Долгие часы я провела в штабе, изучая личные дела санинструкторов и составляя для себя специальное досье на каждого. Я пыталась понять, как за них взяться. Кому грозить гауптвахтой, кого ласково взять за руку, кого игнорировать, а у кого непрерывно спрашивать личное мнение, кого невзначай назвать Колей, Толей? Обращались в армии по фамилиям, мои же ходили под кличками.

Особое внимание я уделила старшему сержанту, их младшему командиру и главарю. Парень был призван из Луганской области. С приличными отметками он успешно окончил электромеханический техникум, но семья его была неполной и, по-видимому, неблагополучной. Я подумала, что в этом может крыться причина его протестного поведения. В этот же день я наведалась в отделение, где он дежурил, непринужденно чем-то ему помогла, и он доверительно рассказал мне о семейных бедах и несправедливости местных властей на его родине. Я обещала помочь, к чему он отнесся с большим сомнением.
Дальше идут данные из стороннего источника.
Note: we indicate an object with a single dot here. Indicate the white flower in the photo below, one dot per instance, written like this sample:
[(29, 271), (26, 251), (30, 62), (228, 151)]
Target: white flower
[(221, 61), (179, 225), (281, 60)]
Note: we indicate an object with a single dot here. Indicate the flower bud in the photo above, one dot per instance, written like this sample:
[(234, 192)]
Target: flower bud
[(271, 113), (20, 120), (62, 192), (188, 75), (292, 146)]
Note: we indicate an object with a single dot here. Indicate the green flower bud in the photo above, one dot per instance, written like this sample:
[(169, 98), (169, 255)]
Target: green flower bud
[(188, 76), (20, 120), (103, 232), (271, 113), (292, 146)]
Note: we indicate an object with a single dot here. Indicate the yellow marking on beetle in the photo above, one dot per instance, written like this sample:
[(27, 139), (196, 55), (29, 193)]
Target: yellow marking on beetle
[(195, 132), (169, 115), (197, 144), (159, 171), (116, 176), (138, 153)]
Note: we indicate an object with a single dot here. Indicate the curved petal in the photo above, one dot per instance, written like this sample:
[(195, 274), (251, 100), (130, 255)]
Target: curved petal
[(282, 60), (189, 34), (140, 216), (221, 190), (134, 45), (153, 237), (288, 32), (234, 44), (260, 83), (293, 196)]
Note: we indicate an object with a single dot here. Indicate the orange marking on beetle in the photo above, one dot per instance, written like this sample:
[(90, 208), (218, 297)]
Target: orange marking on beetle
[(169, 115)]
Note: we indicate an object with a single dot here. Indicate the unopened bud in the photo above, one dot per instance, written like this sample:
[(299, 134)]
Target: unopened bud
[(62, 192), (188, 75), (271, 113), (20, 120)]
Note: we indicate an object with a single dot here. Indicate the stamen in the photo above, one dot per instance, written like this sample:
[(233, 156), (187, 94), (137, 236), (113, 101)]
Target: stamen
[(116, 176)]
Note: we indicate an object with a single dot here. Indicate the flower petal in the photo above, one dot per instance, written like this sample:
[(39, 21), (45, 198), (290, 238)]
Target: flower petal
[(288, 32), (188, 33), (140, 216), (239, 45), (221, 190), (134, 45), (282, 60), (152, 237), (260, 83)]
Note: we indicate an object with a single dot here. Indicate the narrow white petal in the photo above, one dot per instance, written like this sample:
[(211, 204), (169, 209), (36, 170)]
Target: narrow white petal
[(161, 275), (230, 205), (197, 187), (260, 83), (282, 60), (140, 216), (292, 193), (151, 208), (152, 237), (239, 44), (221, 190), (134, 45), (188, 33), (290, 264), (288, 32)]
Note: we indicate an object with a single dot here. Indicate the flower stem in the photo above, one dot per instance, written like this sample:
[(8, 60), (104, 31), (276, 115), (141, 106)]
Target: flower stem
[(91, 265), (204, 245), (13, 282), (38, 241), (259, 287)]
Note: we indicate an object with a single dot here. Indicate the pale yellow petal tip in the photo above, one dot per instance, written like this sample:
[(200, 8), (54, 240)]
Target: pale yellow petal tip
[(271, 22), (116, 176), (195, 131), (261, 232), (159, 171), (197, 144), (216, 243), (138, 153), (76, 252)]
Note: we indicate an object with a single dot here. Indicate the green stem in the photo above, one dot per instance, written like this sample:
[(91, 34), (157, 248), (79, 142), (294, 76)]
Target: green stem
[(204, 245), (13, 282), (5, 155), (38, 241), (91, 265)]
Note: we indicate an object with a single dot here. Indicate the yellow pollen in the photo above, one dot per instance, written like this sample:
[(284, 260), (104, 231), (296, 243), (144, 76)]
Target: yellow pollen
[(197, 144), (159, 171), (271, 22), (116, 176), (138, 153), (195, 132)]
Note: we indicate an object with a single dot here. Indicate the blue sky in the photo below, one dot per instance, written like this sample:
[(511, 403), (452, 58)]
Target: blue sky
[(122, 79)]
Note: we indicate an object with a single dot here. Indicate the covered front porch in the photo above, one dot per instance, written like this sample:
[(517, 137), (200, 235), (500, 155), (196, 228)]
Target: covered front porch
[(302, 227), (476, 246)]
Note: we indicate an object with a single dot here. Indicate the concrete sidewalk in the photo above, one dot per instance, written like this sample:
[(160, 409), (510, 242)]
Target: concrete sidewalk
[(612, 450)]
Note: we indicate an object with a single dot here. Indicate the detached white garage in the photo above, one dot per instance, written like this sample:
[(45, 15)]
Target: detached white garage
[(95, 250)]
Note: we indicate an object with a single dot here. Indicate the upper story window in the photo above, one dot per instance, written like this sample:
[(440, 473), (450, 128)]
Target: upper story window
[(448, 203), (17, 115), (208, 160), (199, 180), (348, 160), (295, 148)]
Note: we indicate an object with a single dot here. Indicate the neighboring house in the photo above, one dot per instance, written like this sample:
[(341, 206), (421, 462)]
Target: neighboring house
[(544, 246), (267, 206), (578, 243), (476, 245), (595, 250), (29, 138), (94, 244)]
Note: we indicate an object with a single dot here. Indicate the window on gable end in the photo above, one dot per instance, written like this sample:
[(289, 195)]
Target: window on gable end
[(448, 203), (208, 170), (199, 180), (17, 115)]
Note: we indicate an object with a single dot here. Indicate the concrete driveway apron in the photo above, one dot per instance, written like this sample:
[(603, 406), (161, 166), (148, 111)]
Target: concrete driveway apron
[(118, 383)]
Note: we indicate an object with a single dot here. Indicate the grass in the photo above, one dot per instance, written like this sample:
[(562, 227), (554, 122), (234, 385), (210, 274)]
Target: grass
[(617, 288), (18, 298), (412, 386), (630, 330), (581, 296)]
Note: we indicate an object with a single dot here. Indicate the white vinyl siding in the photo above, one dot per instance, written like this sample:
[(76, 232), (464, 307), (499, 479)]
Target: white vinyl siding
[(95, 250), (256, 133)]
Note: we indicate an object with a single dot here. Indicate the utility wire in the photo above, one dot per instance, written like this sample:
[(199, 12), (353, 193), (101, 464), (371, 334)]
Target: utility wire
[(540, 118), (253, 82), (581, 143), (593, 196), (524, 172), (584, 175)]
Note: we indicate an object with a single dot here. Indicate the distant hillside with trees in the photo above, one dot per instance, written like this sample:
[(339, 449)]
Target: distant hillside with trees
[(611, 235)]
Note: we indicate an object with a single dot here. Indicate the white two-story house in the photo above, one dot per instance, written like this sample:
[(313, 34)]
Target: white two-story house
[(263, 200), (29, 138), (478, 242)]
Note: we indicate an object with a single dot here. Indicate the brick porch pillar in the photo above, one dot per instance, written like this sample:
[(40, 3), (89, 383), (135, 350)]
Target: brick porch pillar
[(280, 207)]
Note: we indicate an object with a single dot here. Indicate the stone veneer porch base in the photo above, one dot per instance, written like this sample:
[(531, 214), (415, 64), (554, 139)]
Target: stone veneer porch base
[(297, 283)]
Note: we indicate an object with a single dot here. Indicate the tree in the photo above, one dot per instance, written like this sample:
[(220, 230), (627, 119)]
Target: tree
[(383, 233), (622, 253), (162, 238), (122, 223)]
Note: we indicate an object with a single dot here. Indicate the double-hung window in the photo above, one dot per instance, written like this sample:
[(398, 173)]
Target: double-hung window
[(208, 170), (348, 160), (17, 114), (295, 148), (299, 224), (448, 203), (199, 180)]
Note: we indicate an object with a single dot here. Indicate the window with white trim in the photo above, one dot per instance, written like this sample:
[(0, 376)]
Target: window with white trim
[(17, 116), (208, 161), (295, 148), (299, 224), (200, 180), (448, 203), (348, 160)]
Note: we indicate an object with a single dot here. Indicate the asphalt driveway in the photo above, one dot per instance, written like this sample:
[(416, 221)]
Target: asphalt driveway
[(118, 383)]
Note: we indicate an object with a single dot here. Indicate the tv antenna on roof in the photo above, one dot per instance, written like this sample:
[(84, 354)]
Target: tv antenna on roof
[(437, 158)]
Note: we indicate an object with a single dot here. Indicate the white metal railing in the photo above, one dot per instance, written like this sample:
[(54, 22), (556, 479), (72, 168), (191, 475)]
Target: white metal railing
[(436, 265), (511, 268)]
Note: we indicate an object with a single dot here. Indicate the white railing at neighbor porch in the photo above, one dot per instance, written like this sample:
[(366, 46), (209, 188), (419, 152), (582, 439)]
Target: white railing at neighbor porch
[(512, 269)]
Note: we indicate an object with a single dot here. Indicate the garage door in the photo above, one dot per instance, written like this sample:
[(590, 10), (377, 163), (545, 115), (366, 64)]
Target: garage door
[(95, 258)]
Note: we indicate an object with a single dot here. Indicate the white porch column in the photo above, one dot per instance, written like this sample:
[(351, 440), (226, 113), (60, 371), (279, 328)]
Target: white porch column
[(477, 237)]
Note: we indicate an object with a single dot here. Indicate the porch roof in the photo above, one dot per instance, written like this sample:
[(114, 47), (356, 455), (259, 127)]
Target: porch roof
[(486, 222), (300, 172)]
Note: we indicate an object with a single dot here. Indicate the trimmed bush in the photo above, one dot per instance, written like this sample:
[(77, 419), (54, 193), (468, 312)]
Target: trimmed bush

Весь вечер мы с мужем обсуждали семейное горе парня. Муж, будучи сиротой, сверх меры хлебнувший горя, тут же составил письмо от имени армии в райком партии Луганской области, откуда был призван солдат. Положительный ответ пришел на удивление быстро, содержание его стало известно моим подопечным. Постепенно они со своим вожаком стали доверять мне как человеку, знающему все их казарменные и домашние тайны и способному помочь. Этот факт предопределил мой успех в воспитании и обучении санинструкторов. Кроме того, я получала похвалы и одобрение своих действий со стороны мужа. Он был рад им. Мы вместе служили общему делу.

Для того чтобы научить двадцать неотесанных, неуправляемых парней основам медицины, я применила необычные приемы. Вместо казенного класса и надоевшей казармы их ждала уютная, красивая и удобная комната для отдыха. После тяжелого рабочего дня, поужинав в своих подразделениях, они до отбоя с удовольствием проводили в ней два вечерних часа. То, что я рассказывала, было для них ново и интересно. Серьезные медицинские познания перемежались стихами, смешными случаями, дружескими шаржами и даже песнями. Солдаты- санитары нашего терапевтического отделения, так же как и санинструктора, перешедшие под мою опеку, были этому очень рады. Увлекшись идеей переоборудования обычной больничной столовой, они толково и быстро мне помогали. Ничего более интересного в их солдатской монотонной жизни в то время не имелось.